Chris has a master's degree in history and teaches at the University of Northern Colorado.

Some of the first great examples of architecture in India come from the Mauryan Empire. In this lesson, we'll explore these structures and see how they reflected other changes that the Mauryan emperors sponsored in the subcontinent.

The Mauryan Empire

Throughout history, there's a common trend of great architecture coming from great rulers. It's not surprising; powerful leaders amassed lots of wealth, controlled well-organized societies, and tended to have enough hubris to enjoy seeing monuments built in their own honor. Let's be honest, can you blame them? Well, one place where we can certainly see a correlation between the power of a ruler and the quality of architecture is in ancient India. From roughly 321-185 BCE, much of the subcontinent was under the control of the Mauryan Empire. The most powerful of the Mauryan emperors, and one of the most famous rulers in Indian history, was Ashoka. How do we know that Ashoka was amongst the most powerful rulers in the history of this massive subcontinent? It's easy--we just look at the architecture.

Ashoka and Architecture

Ashoka expanded the borders and influence of the empire to its height. As he did, his architectural influence spread across India. Part of this was through his acumen for maintaining consolidated power. When Ashoka passed an imperial decree, he often had it carved into sandstone pillars that were erected across the empire. These pillars are the oldest examples of monumental sculpture in India, with more than 40 found across the subcontinent. They were often topped with expertly-crafted lion sculptures, as well.

A pillar of Ashoka

Ashoka's influence was seen throughout India in the form of these pillars, but also through another trait. Sometime before 254 BCE, Ashoka converted to the growing religion of Buddhism and dedicated his reign to spreading it across his empire. Ashoka's conversion set a long precedent of Buddhist rulers in India and has often been compared to Constantine's conversion of the Roman Empire to Christianity. It was through his support of Buddhism that Ashoka's architectural legacy was secured.

The Sanchi Stupa

We can begin to understand the impact of Ashoka's conversion through a few very important architectural sites in India. The first is the Sanchi Stupa. In the Buddhist tradition, great teachers were buried in mounds like little hills. These burial mounds represented mountains (a common symbol in Buddhist teachings for the struggle of life and path to enlightenment) as well as the shape of a person seated in meditation. The base of the stupa represents the crossed legs, the middle portion represents the body, and the top piece represents the head. They were important sites for Buddhists to come and meditate, and both visiting and building stupas were believed to have karmic value.
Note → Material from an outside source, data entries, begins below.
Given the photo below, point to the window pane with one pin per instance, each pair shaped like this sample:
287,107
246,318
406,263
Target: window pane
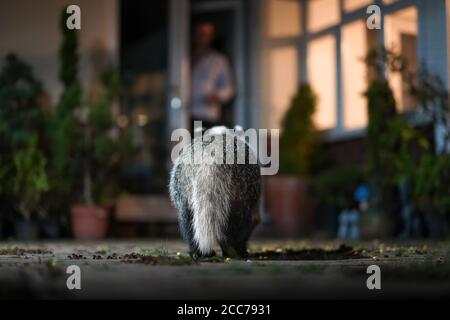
283,81
322,77
354,49
350,5
284,18
401,37
322,14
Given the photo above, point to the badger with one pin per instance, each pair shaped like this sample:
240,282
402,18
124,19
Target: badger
217,201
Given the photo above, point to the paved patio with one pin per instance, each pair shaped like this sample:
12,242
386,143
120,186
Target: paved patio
160,269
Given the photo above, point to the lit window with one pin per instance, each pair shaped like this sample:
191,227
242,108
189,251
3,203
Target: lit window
354,49
284,18
283,81
350,5
322,14
322,77
401,37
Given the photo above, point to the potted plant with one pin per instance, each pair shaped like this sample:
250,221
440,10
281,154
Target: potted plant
431,193
21,125
104,149
30,182
288,202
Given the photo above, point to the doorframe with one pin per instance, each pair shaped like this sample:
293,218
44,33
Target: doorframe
237,9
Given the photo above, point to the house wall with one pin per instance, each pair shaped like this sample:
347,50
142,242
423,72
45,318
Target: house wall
31,30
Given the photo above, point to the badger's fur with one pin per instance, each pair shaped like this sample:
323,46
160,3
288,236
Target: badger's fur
217,203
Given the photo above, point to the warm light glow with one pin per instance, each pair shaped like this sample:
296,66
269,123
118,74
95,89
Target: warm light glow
122,121
350,5
322,77
354,49
399,28
283,81
142,119
322,14
284,18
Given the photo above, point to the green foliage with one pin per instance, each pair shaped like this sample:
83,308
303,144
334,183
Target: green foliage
63,132
107,146
299,139
335,187
22,164
20,115
400,152
380,139
30,180
68,53
431,193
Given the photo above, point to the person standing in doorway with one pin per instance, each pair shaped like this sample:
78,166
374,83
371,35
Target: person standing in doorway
212,85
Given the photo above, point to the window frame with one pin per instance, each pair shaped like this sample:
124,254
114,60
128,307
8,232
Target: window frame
339,132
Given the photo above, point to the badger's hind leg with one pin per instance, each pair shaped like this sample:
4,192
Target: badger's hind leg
238,232
187,232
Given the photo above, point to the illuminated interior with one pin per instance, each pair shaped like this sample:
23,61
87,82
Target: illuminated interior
401,37
284,81
354,82
322,14
322,77
284,18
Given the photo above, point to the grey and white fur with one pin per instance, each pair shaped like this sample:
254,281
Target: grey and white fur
217,203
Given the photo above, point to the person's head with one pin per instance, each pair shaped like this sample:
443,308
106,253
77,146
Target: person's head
204,35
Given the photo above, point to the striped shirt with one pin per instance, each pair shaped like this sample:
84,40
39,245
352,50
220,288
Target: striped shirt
211,75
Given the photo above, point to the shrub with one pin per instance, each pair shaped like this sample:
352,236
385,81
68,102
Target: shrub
299,139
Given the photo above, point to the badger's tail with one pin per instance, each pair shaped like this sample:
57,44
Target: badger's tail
211,197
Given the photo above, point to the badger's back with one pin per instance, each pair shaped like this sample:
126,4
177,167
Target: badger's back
220,197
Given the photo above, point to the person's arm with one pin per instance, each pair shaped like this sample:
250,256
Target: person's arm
224,86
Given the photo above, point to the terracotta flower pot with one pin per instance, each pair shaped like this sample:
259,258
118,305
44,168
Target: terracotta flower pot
89,222
290,207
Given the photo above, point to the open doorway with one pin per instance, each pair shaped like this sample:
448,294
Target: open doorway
226,16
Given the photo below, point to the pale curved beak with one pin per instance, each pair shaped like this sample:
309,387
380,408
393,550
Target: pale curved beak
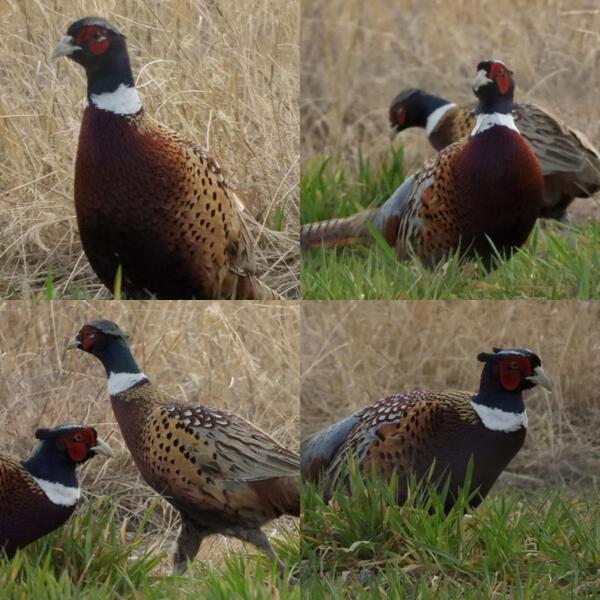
102,447
540,378
481,79
73,343
64,48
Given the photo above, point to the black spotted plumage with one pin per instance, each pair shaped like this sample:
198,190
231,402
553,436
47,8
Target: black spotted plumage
409,433
146,198
223,474
26,511
487,187
570,164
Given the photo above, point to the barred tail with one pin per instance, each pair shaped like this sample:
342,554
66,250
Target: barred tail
337,232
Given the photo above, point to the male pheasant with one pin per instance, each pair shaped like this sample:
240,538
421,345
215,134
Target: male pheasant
146,198
484,188
408,433
569,162
222,474
39,494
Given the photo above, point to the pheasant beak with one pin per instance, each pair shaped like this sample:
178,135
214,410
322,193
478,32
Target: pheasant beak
481,79
64,48
102,447
74,342
540,378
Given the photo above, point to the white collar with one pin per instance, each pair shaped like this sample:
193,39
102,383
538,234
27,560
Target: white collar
435,117
59,493
487,120
500,420
121,382
125,100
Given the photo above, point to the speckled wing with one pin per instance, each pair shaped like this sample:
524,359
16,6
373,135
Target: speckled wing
455,125
24,512
208,460
558,148
12,475
421,216
398,433
214,208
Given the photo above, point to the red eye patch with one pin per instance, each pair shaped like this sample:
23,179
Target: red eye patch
398,117
94,38
501,76
88,337
512,370
78,442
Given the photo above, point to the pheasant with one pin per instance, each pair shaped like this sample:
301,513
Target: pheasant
569,162
484,188
146,198
414,432
222,474
39,494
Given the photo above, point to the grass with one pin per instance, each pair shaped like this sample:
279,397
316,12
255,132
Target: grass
515,545
223,73
235,356
557,262
98,555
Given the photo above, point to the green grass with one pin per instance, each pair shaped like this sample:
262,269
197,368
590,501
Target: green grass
557,262
94,556
525,546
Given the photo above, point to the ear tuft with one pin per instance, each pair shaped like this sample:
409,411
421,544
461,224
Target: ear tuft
485,357
42,434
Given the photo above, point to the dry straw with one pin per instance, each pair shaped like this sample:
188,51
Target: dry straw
222,72
352,355
236,356
357,55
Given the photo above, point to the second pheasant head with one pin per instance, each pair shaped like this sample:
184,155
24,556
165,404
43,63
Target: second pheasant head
107,342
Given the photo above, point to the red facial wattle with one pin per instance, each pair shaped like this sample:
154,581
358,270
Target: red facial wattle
87,337
399,117
78,444
94,38
513,370
501,76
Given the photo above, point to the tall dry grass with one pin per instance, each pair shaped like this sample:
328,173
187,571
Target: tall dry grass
354,353
237,356
357,55
222,72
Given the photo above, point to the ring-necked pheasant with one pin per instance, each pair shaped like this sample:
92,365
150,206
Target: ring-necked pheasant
146,198
39,494
486,187
569,162
409,432
222,474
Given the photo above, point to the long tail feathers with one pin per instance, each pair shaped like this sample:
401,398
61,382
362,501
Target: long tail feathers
337,232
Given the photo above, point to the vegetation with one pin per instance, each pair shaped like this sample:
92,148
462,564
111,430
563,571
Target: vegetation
207,70
94,556
557,261
515,545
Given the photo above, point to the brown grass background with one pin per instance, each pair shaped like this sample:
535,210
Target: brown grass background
237,356
354,353
357,55
222,72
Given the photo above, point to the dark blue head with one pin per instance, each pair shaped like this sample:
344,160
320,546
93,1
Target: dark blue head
494,86
411,107
507,373
61,449
100,48
105,340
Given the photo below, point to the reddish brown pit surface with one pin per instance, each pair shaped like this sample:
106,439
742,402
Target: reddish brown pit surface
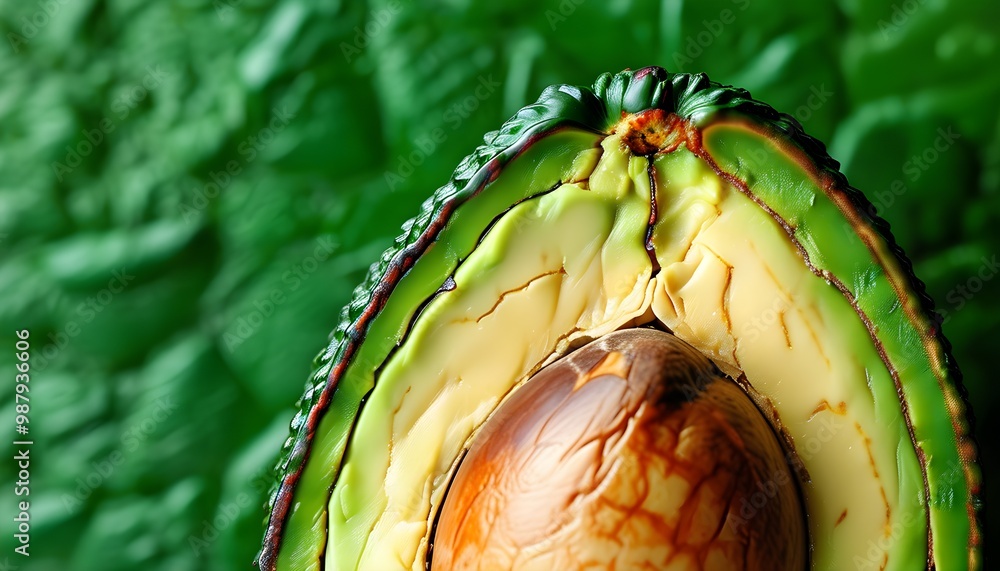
631,453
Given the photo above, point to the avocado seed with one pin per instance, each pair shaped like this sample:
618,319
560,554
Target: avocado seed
633,452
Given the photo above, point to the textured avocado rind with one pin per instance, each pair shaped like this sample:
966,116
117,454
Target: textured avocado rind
695,100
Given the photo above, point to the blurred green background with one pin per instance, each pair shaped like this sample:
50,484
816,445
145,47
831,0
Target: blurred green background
190,189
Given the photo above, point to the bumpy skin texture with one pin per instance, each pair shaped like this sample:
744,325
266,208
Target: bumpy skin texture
693,99
633,452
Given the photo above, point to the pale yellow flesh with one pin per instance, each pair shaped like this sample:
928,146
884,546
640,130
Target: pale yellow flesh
570,266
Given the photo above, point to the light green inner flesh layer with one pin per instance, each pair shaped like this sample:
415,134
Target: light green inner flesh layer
832,245
571,265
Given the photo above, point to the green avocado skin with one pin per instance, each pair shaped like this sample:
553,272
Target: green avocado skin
868,267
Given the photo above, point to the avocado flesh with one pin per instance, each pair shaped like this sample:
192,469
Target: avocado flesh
816,210
799,343
566,155
570,265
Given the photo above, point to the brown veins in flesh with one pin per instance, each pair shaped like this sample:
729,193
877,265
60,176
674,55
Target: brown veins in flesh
503,295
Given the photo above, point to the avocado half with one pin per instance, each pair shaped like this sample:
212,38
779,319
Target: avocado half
711,224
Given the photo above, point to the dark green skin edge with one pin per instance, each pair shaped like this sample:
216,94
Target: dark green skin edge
691,96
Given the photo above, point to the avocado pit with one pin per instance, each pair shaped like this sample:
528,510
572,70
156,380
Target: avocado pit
632,452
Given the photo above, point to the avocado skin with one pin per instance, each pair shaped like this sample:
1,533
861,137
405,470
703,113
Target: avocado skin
693,98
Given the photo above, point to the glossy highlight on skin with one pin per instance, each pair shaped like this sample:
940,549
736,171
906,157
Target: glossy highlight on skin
633,452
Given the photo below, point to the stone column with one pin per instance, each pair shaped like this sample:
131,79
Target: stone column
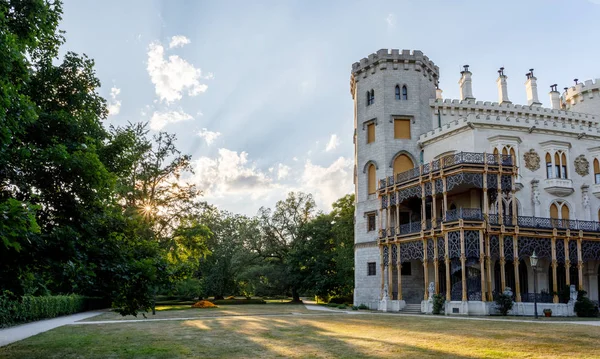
463,262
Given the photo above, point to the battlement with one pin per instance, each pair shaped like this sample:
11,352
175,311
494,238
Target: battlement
384,56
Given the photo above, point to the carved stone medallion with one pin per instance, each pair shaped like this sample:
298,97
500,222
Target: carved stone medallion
582,166
532,160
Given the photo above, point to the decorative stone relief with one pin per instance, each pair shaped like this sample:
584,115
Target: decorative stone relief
582,166
532,160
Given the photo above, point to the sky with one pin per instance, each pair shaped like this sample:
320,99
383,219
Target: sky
258,92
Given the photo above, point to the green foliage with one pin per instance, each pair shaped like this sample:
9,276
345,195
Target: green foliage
439,302
504,303
238,301
584,307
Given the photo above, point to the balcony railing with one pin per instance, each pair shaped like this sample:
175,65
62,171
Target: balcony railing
460,158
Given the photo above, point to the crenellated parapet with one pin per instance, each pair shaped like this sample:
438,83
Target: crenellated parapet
394,59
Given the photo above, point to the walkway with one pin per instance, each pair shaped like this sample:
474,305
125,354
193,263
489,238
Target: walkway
20,332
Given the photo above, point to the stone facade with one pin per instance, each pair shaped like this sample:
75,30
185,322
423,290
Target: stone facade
529,136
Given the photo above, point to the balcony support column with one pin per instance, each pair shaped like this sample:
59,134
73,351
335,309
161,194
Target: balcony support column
463,262
579,262
517,289
447,260
399,271
554,265
482,264
425,269
390,270
502,263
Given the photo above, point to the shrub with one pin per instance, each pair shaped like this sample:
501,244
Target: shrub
204,304
438,303
238,301
504,303
584,307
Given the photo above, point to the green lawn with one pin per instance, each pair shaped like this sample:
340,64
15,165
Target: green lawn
310,335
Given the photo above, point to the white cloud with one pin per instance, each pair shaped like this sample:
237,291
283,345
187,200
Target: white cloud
391,21
172,76
208,136
334,141
283,171
160,119
178,41
114,105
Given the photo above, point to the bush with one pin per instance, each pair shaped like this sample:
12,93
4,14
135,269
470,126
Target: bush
238,301
204,304
438,303
29,308
504,303
584,307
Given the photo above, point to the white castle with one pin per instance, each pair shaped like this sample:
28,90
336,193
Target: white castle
454,196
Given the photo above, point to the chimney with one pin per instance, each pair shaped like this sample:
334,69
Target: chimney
466,90
554,97
531,89
502,87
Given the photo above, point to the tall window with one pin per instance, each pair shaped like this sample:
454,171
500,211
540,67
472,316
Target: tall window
371,133
370,97
402,163
402,128
372,179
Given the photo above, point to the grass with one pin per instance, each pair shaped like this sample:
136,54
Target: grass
310,335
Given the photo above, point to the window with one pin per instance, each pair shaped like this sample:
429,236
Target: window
402,128
371,268
371,226
402,163
406,269
371,133
370,97
372,180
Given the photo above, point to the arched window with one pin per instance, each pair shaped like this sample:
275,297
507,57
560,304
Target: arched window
402,163
548,166
372,179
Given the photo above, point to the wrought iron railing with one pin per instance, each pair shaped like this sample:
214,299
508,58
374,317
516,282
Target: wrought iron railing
541,297
449,161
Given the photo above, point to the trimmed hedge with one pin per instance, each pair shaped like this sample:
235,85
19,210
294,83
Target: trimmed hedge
238,301
31,308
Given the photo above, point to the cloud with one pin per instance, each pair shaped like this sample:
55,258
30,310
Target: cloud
160,119
208,136
334,141
178,41
114,105
283,171
391,21
172,76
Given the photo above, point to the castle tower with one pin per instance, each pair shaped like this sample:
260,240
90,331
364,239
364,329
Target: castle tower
583,97
391,92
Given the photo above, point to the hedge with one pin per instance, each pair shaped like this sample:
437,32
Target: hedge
31,308
238,301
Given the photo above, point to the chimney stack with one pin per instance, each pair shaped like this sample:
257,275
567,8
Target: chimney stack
502,87
554,97
466,90
531,89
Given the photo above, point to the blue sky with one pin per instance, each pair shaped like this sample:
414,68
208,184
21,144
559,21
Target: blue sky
258,92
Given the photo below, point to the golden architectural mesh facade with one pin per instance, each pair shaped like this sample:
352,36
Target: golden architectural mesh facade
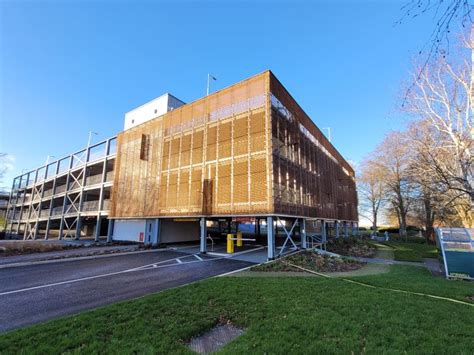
245,150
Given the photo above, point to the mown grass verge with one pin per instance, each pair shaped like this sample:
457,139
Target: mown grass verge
280,315
412,251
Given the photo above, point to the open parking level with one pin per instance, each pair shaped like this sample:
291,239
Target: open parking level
36,293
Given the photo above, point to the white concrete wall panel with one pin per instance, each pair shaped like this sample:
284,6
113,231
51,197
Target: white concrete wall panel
129,230
150,110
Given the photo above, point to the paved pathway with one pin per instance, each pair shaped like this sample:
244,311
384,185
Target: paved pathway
67,253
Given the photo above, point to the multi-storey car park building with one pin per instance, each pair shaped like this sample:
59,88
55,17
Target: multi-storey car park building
246,154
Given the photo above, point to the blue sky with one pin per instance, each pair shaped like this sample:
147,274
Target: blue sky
70,67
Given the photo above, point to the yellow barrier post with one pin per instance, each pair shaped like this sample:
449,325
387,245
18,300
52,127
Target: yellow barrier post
239,239
230,244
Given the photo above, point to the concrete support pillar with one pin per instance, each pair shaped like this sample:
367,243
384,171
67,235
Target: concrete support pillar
35,234
270,238
303,233
97,228
110,230
156,235
78,228
203,248
323,230
27,229
46,232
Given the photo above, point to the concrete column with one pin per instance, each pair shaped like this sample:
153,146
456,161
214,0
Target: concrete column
323,230
35,234
303,233
97,227
78,227
156,233
203,248
270,238
61,227
110,230
46,232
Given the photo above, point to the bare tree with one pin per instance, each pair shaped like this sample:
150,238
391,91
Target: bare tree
444,138
372,192
440,200
446,13
393,159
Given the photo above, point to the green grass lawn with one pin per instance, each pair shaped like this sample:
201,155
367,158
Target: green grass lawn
280,315
412,251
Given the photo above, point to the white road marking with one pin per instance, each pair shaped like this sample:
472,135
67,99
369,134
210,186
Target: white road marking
150,266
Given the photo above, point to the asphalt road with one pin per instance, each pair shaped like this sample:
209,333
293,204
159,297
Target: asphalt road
36,293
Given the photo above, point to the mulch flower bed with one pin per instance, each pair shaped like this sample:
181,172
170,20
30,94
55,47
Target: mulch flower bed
351,247
311,261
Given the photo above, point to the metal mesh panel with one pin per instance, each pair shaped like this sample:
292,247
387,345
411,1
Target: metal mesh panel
210,157
310,177
247,149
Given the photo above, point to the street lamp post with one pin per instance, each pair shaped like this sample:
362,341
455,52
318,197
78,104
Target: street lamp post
209,77
90,137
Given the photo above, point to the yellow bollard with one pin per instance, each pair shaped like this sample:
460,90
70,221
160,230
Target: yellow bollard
230,243
239,239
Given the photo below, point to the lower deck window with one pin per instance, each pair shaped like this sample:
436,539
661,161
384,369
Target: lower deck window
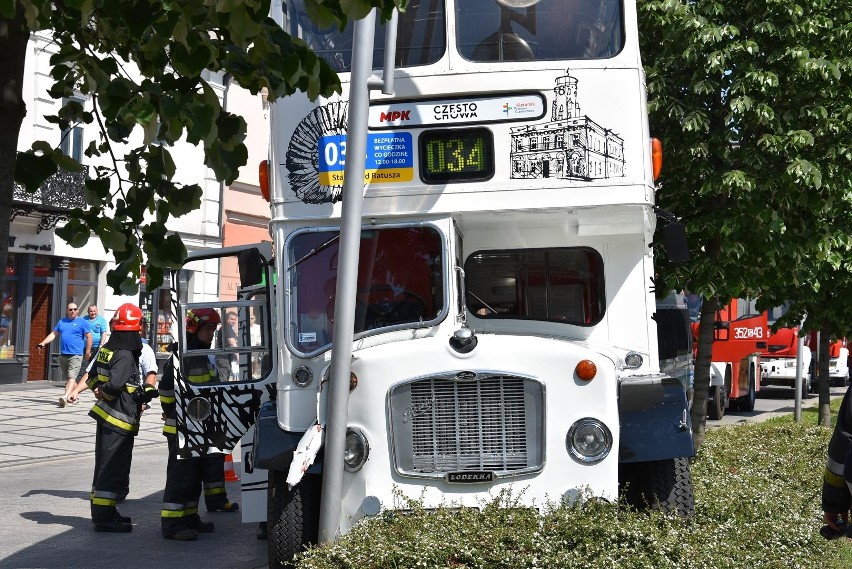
400,282
561,285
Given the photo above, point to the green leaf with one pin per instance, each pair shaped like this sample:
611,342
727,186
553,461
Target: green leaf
75,232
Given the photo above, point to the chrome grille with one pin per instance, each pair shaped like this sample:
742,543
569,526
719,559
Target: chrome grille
445,425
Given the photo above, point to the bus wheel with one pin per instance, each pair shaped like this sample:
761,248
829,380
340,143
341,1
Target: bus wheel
663,485
716,403
292,516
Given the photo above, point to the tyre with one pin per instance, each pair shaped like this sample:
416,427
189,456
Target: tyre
662,485
292,516
746,402
716,402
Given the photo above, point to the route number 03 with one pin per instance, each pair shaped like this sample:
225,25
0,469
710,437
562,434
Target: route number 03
335,153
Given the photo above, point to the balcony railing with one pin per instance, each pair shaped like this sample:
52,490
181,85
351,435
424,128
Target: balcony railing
54,200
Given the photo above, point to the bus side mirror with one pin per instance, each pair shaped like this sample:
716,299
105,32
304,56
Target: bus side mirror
251,263
674,236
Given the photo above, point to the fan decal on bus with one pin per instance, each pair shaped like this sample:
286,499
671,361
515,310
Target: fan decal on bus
569,146
303,154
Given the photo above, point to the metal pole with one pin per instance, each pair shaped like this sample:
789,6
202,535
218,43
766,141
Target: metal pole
347,278
800,346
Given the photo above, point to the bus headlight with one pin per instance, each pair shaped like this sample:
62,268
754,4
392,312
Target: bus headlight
356,451
633,360
303,376
589,440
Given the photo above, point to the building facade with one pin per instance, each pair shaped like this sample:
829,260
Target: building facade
44,272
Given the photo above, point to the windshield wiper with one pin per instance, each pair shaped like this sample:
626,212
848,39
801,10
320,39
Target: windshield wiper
316,250
485,304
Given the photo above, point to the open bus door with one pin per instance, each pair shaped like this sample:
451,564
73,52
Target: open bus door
212,416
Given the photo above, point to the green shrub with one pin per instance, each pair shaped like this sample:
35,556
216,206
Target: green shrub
757,498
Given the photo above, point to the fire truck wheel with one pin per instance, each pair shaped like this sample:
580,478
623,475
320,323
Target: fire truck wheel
746,402
716,403
292,516
663,485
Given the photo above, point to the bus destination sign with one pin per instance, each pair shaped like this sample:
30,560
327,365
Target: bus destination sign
456,155
390,158
453,112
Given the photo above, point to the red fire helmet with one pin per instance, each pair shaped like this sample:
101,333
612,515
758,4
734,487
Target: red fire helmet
128,318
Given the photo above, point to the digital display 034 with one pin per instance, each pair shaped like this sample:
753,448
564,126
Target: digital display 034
456,155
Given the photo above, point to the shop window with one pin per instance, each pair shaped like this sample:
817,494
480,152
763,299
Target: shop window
8,308
82,270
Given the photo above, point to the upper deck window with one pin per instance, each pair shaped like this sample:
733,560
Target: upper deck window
561,285
493,30
400,282
421,36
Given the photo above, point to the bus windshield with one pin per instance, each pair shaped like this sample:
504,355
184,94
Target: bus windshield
486,30
421,36
560,285
529,30
400,282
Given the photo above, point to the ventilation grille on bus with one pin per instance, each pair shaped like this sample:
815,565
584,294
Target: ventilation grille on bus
493,423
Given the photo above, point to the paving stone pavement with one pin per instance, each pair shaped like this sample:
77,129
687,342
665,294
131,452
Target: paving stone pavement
36,428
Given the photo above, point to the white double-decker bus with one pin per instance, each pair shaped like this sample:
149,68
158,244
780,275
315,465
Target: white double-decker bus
504,335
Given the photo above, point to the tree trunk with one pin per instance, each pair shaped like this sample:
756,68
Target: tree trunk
14,36
823,381
706,328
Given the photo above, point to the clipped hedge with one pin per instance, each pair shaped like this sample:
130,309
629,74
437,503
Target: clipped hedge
757,494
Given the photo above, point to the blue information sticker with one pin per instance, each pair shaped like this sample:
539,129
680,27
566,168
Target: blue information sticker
390,158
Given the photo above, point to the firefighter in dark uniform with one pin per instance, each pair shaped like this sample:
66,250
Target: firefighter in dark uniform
120,395
185,477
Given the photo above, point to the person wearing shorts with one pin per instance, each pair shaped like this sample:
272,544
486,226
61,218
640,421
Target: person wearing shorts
75,339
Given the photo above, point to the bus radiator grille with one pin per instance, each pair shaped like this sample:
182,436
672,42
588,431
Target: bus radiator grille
493,423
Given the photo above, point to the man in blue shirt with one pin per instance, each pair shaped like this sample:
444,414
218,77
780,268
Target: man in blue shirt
75,338
99,327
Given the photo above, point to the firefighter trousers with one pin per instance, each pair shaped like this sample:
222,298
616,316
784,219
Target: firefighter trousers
183,488
213,478
113,455
185,478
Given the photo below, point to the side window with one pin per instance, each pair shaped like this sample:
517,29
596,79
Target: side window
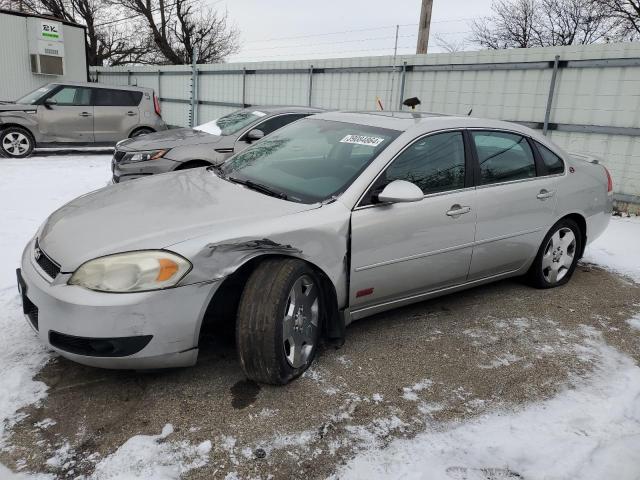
274,123
72,96
552,162
104,97
503,157
434,163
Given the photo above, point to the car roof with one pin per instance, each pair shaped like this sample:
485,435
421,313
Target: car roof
284,109
422,121
102,85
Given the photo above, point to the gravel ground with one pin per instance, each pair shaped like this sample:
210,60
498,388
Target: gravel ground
499,346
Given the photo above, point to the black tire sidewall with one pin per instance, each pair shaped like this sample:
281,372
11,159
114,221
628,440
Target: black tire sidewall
537,274
287,372
23,131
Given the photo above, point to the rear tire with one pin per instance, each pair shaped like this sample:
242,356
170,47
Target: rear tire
278,324
16,142
558,255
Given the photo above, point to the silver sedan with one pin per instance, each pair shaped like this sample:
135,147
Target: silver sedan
331,219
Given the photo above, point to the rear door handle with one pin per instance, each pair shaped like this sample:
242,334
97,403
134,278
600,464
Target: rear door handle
544,194
458,210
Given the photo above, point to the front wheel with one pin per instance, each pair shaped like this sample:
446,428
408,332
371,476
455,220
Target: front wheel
558,255
278,325
16,142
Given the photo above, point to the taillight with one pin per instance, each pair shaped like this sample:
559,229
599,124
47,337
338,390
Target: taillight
156,105
609,180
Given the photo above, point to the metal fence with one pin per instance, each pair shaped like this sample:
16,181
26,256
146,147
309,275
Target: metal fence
586,98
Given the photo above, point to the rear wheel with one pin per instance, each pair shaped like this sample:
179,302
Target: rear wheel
278,325
558,255
16,142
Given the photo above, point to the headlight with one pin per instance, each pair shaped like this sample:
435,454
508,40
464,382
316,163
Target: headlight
132,272
132,157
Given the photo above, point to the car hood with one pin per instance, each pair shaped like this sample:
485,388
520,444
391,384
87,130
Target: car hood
168,139
16,107
153,213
Ashoka was said to have built roughly 84,000 stupas across his empire and to have divided the ashes of the Buddha's earthly body amongst them. That may give you an idea of how dedicated he was to spreading Buddhism. The stupa at Sanchi, however, was the most important. Built near the birthplace of Ashoka's wife, Queen Devi, it was the center of much Buddhist activity in the Mauryan Empire and the nexus of a major spiritual complex that would develop around it.